Though largely about the disturbing way much of our food is produced, the most haunting scene for me in the movie Food, Inc. shows how meat processing and poultry plants recruit illegal immigrants — and then work with law enforcement to insure that the immigrants get arrested and deported at a nice liesurely pace so as to not disrupt the assembly lines.
I thought of that today when reading The New York Times’ excellent piece about an immigrant in New York, who lived not too far away from me in Brooklyn.

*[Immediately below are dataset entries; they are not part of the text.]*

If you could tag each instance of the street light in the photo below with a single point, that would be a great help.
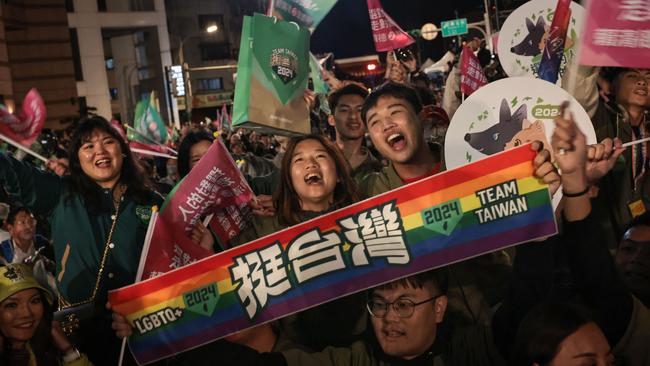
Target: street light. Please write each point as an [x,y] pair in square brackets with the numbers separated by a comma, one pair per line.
[210,29]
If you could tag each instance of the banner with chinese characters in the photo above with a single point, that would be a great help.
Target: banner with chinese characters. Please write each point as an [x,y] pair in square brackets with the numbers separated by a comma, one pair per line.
[386,33]
[456,215]
[617,33]
[307,13]
[472,76]
[214,186]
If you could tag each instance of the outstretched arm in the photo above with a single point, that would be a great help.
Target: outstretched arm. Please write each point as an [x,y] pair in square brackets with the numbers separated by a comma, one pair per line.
[591,265]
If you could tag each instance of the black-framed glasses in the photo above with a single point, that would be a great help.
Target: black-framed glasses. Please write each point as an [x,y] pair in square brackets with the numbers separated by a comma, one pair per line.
[404,308]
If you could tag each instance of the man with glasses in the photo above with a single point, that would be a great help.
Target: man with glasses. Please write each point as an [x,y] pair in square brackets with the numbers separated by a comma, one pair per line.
[24,242]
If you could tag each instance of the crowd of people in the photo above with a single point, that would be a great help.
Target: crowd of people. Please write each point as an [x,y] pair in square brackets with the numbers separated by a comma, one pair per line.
[74,229]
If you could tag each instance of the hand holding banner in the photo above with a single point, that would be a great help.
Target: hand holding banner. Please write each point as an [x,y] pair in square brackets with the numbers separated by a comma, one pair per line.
[472,76]
[214,186]
[459,214]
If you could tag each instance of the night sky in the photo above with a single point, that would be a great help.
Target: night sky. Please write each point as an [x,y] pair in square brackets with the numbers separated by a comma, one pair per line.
[346,29]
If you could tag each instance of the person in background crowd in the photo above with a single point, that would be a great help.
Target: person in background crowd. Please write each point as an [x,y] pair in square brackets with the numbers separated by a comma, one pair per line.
[99,215]
[23,242]
[346,104]
[621,112]
[560,334]
[391,114]
[28,336]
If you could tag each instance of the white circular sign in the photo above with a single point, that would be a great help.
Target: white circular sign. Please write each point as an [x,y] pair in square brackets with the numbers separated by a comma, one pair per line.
[508,113]
[429,31]
[524,33]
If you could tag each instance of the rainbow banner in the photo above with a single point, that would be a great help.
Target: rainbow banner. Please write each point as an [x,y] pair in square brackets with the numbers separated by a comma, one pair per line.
[459,214]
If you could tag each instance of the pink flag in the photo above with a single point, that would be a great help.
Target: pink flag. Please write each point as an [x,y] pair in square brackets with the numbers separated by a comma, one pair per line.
[214,186]
[617,33]
[472,76]
[385,31]
[26,124]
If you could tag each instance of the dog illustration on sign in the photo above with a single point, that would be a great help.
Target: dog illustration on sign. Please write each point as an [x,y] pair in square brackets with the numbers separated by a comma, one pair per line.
[530,45]
[494,139]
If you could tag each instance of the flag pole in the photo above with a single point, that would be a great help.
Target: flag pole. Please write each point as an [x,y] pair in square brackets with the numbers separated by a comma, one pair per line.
[23,148]
[143,256]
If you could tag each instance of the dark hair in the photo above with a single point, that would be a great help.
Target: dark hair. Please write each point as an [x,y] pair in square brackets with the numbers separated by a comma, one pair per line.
[439,277]
[41,342]
[395,90]
[286,200]
[131,173]
[543,329]
[14,211]
[191,138]
[350,89]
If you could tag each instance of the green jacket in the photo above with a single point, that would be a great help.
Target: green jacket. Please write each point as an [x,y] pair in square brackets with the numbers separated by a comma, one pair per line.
[472,346]
[79,237]
[617,188]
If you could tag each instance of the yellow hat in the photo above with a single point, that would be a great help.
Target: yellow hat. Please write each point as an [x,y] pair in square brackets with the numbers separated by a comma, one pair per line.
[17,277]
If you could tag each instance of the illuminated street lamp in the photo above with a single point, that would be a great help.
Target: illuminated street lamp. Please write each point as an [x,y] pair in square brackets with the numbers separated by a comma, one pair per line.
[210,29]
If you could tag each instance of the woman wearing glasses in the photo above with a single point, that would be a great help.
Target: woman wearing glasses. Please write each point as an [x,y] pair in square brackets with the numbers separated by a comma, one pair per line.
[99,215]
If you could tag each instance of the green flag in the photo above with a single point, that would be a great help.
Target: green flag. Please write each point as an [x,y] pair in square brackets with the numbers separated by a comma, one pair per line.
[147,122]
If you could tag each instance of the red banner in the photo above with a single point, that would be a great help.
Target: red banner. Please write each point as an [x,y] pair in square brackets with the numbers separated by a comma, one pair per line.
[617,33]
[385,31]
[472,76]
[25,125]
[215,186]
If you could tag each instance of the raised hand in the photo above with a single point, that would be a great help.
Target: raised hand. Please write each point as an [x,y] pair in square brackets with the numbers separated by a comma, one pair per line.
[544,169]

Tanveer Ahmad, it turns out, was a longtime New York City cabdriver who had paid thousands of dollars in taxes and immigration application fees…. His only trouble with the law was a $200 fine for disorderly conduct in 1997: While working at a Houston gas station, he had displayed the business’s unlicensed gun to stop a robbery….
When immigration agents burst into Mr. Ahmad’s two-room Flatbush apartment on Aug. 2, 2005, they were looking for someone else, his friends say — a roommate suspected of violating his student visa by working. But they ordered Mr. Ahmad to report to immigration headquarters in Manhattan on Aug. 11.
He went, and was delivered in shackles to the Monmouth County Correctional Institute in Freehold, N.J. His Texas misdemeanor had popped up in the computer as an offense involving a deadly weapon — reason enough, after 9/11, for authorities to detain him pending deportation proceedings.

At this point, he gave up on being in America and requested deportation back to Pakistan, to rejoin his wife and kids. But before that could happen, he died of a heart attack in captivity.

According to the jail’s internal investigation, Mr. Ahmad walked into the medical unit shortly after 3:50 p.m. on Sept. 9 and “was seen immediately.” But the letter scrawled by a fellow inmate contended that before he showed up there, Mr. Ahmad’s pleas for treatment had been rebuffed by a guard for an hour.

I’m not defending illegality but we should remember that many of the illegal acts committed by immigrants are minor or encouraged by American employers.